Everyone’s talking about LLMs: Notes from BioTechX Europe 2023
Arnout Van Hyfte
This October, we returned to BioTechX Europe 2023, Europe’s largest biotechnology congress, to present, network, and tune into the latest research and technology trends in the life science industry. It was another excellent opportunity to interact and exchange ideas with some of the best minds from the life scenes, bioinformatics, and technology sectors.
This has been a year when almost every conversation on artificial intelligence (AI) technologies has inevitably veered off into the transformative potential of large language models (LLMs), This is a trend that’s been reflected in the agenda at the conference, and understandably so. The pharma and life sciences industry has successfully leveraged AI to propel innovation and process enhancement and generative AI with LLMs represents a natural next step in that technology adoption arc. As a result, the conference showcased multiple industry perspectives on the value and challenges of integrating LLMs into the life sciences technology stack.
It was interesting to see the first real-world results emerge of what until recently was the promise of LLMs in biotechnological applications such as protein design and engineering. The focus is now transitioning to integrating these technologies into bioinformatics platforms, pipelines, and workflows that will enable every life sciences researcher to harness their potential. Some challenges, such as cataloging internal capabilities, still have to be addressed, but the critical first step towards more mainstream LLM adoption for these specific applications has been taken. Concurrently, data management strategies are evolving fairly rapidly with the emphasis now on standardizing practices for handling and testing data, managing outdated/redundant data, and building production-ready data frameworks.
In the broader context, LLMs are currently being used predominantly to streamline retrieving information from complex biomedical knowledge graphs. With knowledge graphs emerging as a significant trend in connecting and organizing vast volumes of heterogeneous biomedical information, LLM capabilities are a natural fit for enabling more efficient knowledge discovery.

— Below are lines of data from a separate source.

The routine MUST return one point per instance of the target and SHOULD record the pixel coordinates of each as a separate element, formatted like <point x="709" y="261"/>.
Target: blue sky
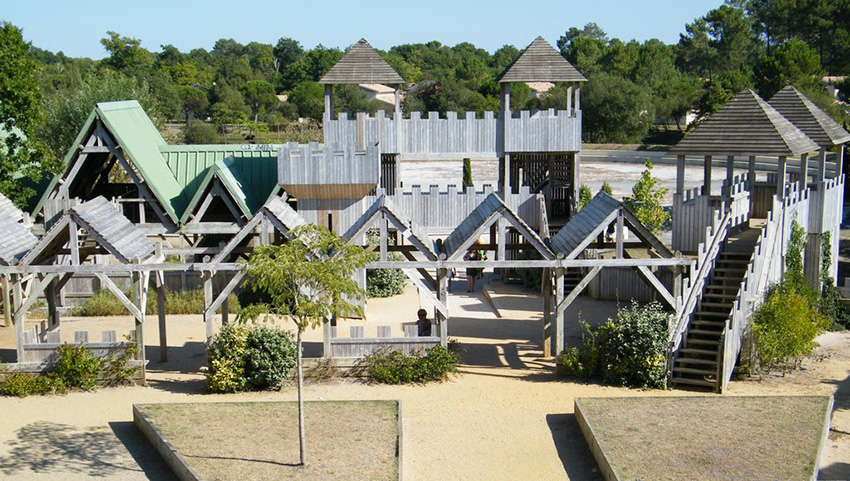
<point x="76" y="27"/>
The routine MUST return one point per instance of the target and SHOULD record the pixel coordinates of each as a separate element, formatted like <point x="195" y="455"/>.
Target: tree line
<point x="633" y="87"/>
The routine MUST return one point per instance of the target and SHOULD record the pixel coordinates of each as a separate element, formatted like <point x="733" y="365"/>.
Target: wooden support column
<point x="442" y="296"/>
<point x="329" y="103"/>
<point x="803" y="181"/>
<point x="559" y="315"/>
<point x="730" y="175"/>
<point x="547" y="312"/>
<point x="161" y="314"/>
<point x="7" y="303"/>
<point x="208" y="314"/>
<point x="19" y="315"/>
<point x="52" y="312"/>
<point x="680" y="174"/>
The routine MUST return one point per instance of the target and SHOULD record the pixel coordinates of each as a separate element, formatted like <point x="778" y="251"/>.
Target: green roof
<point x="178" y="175"/>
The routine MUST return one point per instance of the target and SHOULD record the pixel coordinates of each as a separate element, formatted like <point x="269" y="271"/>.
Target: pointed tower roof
<point x="809" y="118"/>
<point x="540" y="62"/>
<point x="362" y="65"/>
<point x="746" y="126"/>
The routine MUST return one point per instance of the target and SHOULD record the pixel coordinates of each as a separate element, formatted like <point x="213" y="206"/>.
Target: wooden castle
<point x="205" y="207"/>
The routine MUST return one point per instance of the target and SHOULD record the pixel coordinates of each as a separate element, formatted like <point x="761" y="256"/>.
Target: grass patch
<point x="676" y="438"/>
<point x="346" y="440"/>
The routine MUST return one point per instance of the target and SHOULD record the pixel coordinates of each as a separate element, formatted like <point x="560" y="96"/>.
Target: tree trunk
<point x="302" y="435"/>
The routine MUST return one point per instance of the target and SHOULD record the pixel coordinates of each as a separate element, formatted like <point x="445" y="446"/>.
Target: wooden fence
<point x="357" y="346"/>
<point x="456" y="137"/>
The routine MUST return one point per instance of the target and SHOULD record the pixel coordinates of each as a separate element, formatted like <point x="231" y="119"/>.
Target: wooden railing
<point x="435" y="137"/>
<point x="693" y="287"/>
<point x="765" y="268"/>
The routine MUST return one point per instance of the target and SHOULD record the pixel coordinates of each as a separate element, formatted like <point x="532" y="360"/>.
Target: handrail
<point x="716" y="234"/>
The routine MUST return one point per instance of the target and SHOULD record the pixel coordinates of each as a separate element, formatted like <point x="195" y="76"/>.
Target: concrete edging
<point x="605" y="466"/>
<point x="170" y="455"/>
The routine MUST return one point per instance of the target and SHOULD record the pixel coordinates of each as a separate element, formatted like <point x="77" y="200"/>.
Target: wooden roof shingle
<point x="746" y="126"/>
<point x="362" y="65"/>
<point x="809" y="118"/>
<point x="540" y="62"/>
<point x="112" y="230"/>
<point x="16" y="240"/>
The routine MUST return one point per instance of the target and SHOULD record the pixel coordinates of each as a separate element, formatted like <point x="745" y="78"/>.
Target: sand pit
<point x="504" y="417"/>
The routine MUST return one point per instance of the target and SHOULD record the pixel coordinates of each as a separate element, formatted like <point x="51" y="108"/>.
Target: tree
<point x="126" y="54"/>
<point x="259" y="96"/>
<point x="194" y="100"/>
<point x="308" y="279"/>
<point x="20" y="112"/>
<point x="645" y="203"/>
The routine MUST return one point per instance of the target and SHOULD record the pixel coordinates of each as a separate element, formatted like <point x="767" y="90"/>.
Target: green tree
<point x="20" y="111"/>
<point x="308" y="279"/>
<point x="259" y="96"/>
<point x="646" y="200"/>
<point x="126" y="54"/>
<point x="194" y="100"/>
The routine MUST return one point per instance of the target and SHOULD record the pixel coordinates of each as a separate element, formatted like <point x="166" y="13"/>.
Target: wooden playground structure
<point x="200" y="209"/>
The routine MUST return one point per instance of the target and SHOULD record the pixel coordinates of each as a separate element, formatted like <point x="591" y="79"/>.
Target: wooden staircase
<point x="698" y="359"/>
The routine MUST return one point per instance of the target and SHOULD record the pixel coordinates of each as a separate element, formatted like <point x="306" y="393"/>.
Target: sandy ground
<point x="504" y="417"/>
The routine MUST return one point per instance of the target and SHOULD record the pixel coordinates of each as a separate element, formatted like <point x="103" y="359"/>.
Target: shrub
<point x="22" y="384"/>
<point x="249" y="357"/>
<point x="628" y="352"/>
<point x="78" y="367"/>
<point x="785" y="326"/>
<point x="198" y="132"/>
<point x="395" y="367"/>
<point x="269" y="357"/>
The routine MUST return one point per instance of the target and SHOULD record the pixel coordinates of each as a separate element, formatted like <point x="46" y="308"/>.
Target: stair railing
<point x="765" y="267"/>
<point x="693" y="287"/>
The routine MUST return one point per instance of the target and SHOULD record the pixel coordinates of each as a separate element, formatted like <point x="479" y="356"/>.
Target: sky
<point x="76" y="27"/>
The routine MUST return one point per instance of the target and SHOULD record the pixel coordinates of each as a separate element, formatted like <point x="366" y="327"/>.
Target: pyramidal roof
<point x="361" y="65"/>
<point x="746" y="126"/>
<point x="540" y="62"/>
<point x="809" y="118"/>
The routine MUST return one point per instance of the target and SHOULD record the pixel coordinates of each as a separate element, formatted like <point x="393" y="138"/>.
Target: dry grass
<point x="709" y="437"/>
<point x="351" y="440"/>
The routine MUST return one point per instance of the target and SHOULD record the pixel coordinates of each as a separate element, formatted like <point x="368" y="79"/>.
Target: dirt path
<point x="505" y="417"/>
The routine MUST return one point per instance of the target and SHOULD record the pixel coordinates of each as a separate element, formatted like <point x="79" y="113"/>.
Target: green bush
<point x="78" y="367"/>
<point x="628" y="352"/>
<point x="249" y="357"/>
<point x="103" y="304"/>
<point x="199" y="132"/>
<point x="395" y="367"/>
<point x="22" y="384"/>
<point x="269" y="357"/>
<point x="785" y="326"/>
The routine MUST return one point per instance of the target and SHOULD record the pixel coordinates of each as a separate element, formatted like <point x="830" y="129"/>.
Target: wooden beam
<point x="161" y="314"/>
<point x="107" y="282"/>
<point x="562" y="307"/>
<point x="656" y="283"/>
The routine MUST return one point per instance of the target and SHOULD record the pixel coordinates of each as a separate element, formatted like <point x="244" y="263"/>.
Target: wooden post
<point x="19" y="317"/>
<point x="547" y="312"/>
<point x="208" y="298"/>
<point x="680" y="174"/>
<point x="442" y="296"/>
<point x="329" y="104"/>
<point x="7" y="303"/>
<point x="730" y="175"/>
<point x="559" y="315"/>
<point x="803" y="181"/>
<point x="160" y="309"/>
<point x="52" y="312"/>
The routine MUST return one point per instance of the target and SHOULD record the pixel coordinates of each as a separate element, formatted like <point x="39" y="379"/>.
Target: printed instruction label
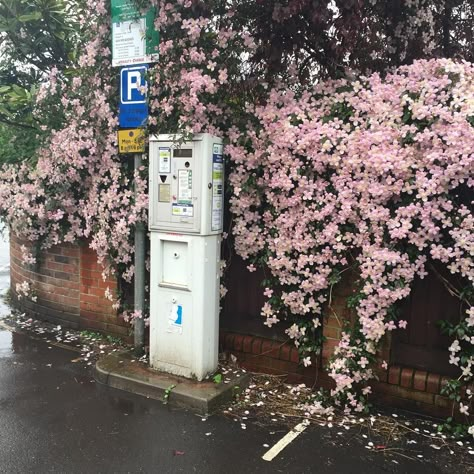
<point x="175" y="319"/>
<point x="182" y="210"/>
<point x="128" y="39"/>
<point x="217" y="187"/>
<point x="164" y="193"/>
<point x="185" y="186"/>
<point x="164" y="160"/>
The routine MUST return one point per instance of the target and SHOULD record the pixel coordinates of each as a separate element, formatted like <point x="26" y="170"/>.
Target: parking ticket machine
<point x="185" y="223"/>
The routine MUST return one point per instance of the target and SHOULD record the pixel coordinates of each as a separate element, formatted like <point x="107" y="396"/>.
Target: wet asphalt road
<point x="55" y="418"/>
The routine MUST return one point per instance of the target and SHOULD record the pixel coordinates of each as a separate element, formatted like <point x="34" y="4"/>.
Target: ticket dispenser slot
<point x="185" y="222"/>
<point x="175" y="264"/>
<point x="186" y="185"/>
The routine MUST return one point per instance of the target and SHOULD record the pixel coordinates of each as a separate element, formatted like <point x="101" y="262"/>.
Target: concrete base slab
<point x="118" y="371"/>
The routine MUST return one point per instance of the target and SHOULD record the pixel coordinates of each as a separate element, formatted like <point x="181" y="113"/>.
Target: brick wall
<point x="402" y="387"/>
<point x="68" y="285"/>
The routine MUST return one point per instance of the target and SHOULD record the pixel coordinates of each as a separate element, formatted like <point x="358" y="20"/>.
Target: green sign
<point x="134" y="38"/>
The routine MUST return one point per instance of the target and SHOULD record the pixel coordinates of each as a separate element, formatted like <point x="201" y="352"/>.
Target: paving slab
<point x="118" y="371"/>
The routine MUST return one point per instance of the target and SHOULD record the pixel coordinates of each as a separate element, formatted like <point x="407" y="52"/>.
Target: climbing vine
<point x="369" y="172"/>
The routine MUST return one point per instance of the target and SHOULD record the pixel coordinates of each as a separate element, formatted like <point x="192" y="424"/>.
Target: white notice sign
<point x="128" y="41"/>
<point x="164" y="163"/>
<point x="185" y="186"/>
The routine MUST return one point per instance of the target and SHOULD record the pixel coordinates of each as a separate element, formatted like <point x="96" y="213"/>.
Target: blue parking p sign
<point x="133" y="109"/>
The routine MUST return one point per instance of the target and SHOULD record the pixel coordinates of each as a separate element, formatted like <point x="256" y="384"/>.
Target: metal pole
<point x="139" y="282"/>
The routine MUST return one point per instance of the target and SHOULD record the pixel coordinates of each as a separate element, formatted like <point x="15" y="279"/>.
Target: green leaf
<point x="30" y="17"/>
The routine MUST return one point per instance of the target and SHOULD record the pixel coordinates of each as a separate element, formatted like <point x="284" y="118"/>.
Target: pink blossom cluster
<point x="373" y="172"/>
<point x="80" y="187"/>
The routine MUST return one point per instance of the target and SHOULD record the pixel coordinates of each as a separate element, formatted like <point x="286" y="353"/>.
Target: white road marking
<point x="284" y="442"/>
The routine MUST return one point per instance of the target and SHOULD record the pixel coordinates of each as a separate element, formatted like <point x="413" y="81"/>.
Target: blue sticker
<point x="179" y="319"/>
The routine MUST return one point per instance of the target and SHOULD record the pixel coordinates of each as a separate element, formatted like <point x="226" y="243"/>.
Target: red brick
<point x="229" y="341"/>
<point x="419" y="380"/>
<point x="328" y="348"/>
<point x="257" y="346"/>
<point x="283" y="366"/>
<point x="444" y="381"/>
<point x="332" y="332"/>
<point x="406" y="378"/>
<point x="238" y="342"/>
<point x="247" y="344"/>
<point x="285" y="351"/>
<point x="266" y="347"/>
<point x="294" y="355"/>
<point x="89" y="299"/>
<point x="394" y="375"/>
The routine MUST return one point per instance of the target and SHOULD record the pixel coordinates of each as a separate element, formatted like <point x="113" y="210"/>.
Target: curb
<point x="118" y="371"/>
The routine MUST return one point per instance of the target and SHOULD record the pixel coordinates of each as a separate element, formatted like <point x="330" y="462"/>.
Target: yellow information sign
<point x="131" y="140"/>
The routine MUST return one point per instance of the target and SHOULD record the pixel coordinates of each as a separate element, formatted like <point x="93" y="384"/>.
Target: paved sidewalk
<point x="55" y="418"/>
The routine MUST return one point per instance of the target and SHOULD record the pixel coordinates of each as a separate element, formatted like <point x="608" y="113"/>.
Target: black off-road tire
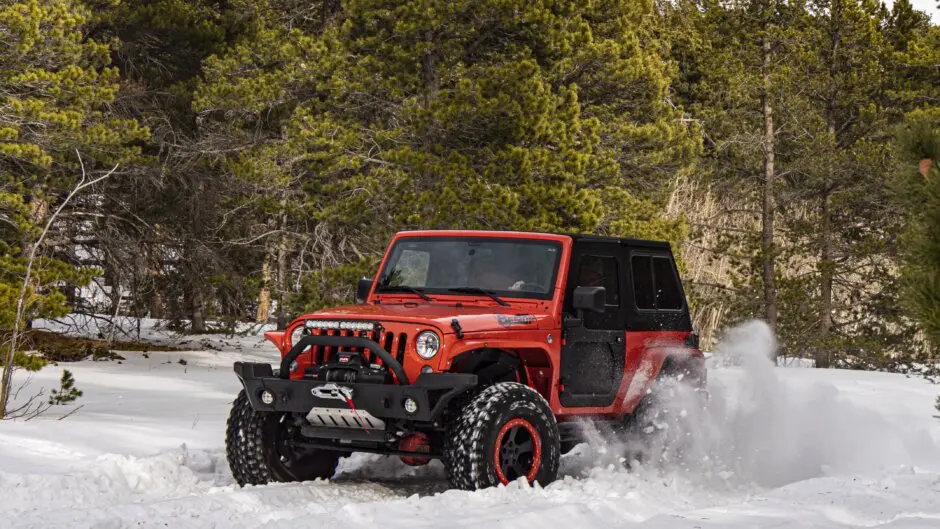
<point x="501" y="421"/>
<point x="251" y="446"/>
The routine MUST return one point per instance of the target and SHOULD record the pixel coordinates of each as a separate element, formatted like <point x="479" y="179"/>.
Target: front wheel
<point x="505" y="433"/>
<point x="260" y="449"/>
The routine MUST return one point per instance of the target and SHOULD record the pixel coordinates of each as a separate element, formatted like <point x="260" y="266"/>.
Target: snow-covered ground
<point x="777" y="448"/>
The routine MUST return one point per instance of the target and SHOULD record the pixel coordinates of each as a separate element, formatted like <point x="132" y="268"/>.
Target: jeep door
<point x="592" y="355"/>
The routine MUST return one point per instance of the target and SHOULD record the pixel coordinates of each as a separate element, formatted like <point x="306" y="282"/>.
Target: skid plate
<point x="344" y="418"/>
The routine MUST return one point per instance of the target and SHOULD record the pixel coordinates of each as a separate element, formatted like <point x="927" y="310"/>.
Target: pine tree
<point x="843" y="170"/>
<point x="57" y="85"/>
<point x="919" y="179"/>
<point x="56" y="88"/>
<point x="391" y="115"/>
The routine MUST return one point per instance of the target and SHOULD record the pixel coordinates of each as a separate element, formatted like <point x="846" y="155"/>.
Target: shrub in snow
<point x="67" y="391"/>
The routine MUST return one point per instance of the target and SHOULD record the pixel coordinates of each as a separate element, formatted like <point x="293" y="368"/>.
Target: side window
<point x="668" y="295"/>
<point x="655" y="283"/>
<point x="643" y="282"/>
<point x="600" y="271"/>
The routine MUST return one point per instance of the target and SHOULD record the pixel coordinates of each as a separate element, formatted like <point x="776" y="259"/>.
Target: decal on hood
<point x="508" y="321"/>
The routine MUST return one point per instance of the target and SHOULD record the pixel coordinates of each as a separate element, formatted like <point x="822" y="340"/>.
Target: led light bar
<point x="334" y="325"/>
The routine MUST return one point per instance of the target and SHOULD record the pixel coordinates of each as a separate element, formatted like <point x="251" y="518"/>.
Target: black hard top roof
<point x="617" y="240"/>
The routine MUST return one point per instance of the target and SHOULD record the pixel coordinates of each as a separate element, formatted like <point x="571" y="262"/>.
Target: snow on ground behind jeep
<point x="776" y="447"/>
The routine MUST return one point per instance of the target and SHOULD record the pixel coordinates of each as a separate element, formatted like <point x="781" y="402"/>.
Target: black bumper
<point x="432" y="392"/>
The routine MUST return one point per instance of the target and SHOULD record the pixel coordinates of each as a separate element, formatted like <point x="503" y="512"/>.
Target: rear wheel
<point x="505" y="433"/>
<point x="260" y="448"/>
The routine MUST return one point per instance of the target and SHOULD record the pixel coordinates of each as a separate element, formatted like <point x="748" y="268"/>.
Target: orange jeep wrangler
<point x="480" y="348"/>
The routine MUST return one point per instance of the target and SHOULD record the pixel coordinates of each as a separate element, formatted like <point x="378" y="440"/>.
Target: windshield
<point x="461" y="265"/>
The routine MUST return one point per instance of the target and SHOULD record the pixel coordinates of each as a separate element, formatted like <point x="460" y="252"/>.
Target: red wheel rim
<point x="518" y="451"/>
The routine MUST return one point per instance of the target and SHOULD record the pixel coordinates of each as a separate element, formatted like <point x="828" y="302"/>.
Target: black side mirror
<point x="593" y="299"/>
<point x="363" y="289"/>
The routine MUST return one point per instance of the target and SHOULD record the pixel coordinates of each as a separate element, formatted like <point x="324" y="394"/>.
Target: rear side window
<point x="643" y="282"/>
<point x="655" y="284"/>
<point x="668" y="295"/>
<point x="600" y="271"/>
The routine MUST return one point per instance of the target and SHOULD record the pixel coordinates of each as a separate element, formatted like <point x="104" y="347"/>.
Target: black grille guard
<point x="343" y="341"/>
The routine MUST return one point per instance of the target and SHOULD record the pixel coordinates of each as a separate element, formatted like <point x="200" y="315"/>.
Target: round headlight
<point x="299" y="332"/>
<point x="428" y="344"/>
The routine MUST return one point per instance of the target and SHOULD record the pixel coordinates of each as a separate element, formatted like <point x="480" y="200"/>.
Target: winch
<point x="351" y="367"/>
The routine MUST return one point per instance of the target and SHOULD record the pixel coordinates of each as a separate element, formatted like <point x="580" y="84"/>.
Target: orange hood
<point x="472" y="318"/>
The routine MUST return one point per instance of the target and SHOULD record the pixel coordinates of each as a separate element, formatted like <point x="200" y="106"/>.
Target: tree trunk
<point x="768" y="209"/>
<point x="826" y="263"/>
<point x="281" y="286"/>
<point x="198" y="310"/>
<point x="264" y="297"/>
<point x="156" y="300"/>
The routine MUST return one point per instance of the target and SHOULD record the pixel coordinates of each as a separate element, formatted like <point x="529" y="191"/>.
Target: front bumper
<point x="432" y="392"/>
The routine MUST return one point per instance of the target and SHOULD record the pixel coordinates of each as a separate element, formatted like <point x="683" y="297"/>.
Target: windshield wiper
<point x="416" y="291"/>
<point x="481" y="291"/>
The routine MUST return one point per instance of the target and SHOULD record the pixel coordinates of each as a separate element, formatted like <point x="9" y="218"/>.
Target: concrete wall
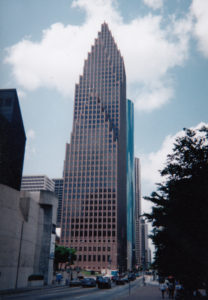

However, a more strategic integration of biomedical LLMs and knowledge graphs opens up opportunities for synergistic, bidirectional data-based, and knowledge-based reasoning for more complex life sciences research applications.
In conclusion, our presentation at the BioTechX conference highlighted the strategic integration of various techniques and frameworks to overcome significant limitations associated with Large Language Models (LLMs) in the context of life sciences R&D, particularly in the domain of target validation. These limitations included the tendency for LLMs to hallucinate information, lack of interpretability, limited labeled biomedical data for training, the complexity of the biomedical vocabulary, knowledge cutoff constraints, and the need to safeguard proprietary data.
The BioStrand solution takes a semantics-first approach, unifying LLMs and knowledge graphs to enhance accuracy and specificity in knowledge retrieval and answer generation. This comprehensive approach not only addresses the challenges posed by LLMs but also ensures the extraction of context-specific results, ultimately advancing the capabilities of these models in the dynamic field of life sciences research.